The MCC program is designed to help first-time homebuyers offset a portion of their mortgage interest on a new mortgage as a way to help homebuyers qualify for a loan. Because it is a tax credit and not a tax deduction, mortgage lenders will often use the estimated amount of the credit on a monthly basis as additional income to help the potential borrower qualify for the loan.

Qualifications & example[edit]

Generally speaking, homebuyers who wish to obtain an MCC must meet certain minimum guidelines:

  1. Buyers must not have lived in a home that they owned in the previous three years.
  2. Buyers must meet income and purchase price restrictions.
  3. Buyers must intend to use the new home as a primary residence.

Some of these restrictions may be waived for certain circumstances. For example, following a natural disaster, state or local governments may raise or remove the income limits for affected municipalities temporarily to help spur redevelopment.

The MCC Credit can be used with Conventional/Conforming, FHA, USDA and VA home loans. These credits can help a homebuyer qualify for a little "bigger" (more expensive)home. While all homeowners can claim an itemized tax deduction for mortgage interest, you can go a step further with an MCC. An MCC reduces your tax liability, dollar-for-dollar, by a percentage of the mortgage interest you pay.

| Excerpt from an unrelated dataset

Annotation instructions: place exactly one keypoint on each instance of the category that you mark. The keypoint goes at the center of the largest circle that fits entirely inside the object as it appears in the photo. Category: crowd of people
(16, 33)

The amount of mortgage credit allowed varies depending on the state or local government that issues the certificates, but is capped at a maximum of $2000 per year if your State's rate is over 20%,by the IRS. As an example, if a homebuyer were to receive an MCC that offers a 30% credit on a $200,000 loan for 30 years with a rate of 6%, the allowable tax credit would be figured as follows (all numbers rounded):

  • Mortgage Interest Paid (1st Year): $11,933
  • x MCC Credit: 30%
  • = Total Credit: $3579

Because the total credit in this example exceeds the IRS limit of $2000, the homebuyer would report a $2000 credit on their tax return. The buyer may continue to receive a tax credit for as long as they live in the home and retain the mortgage.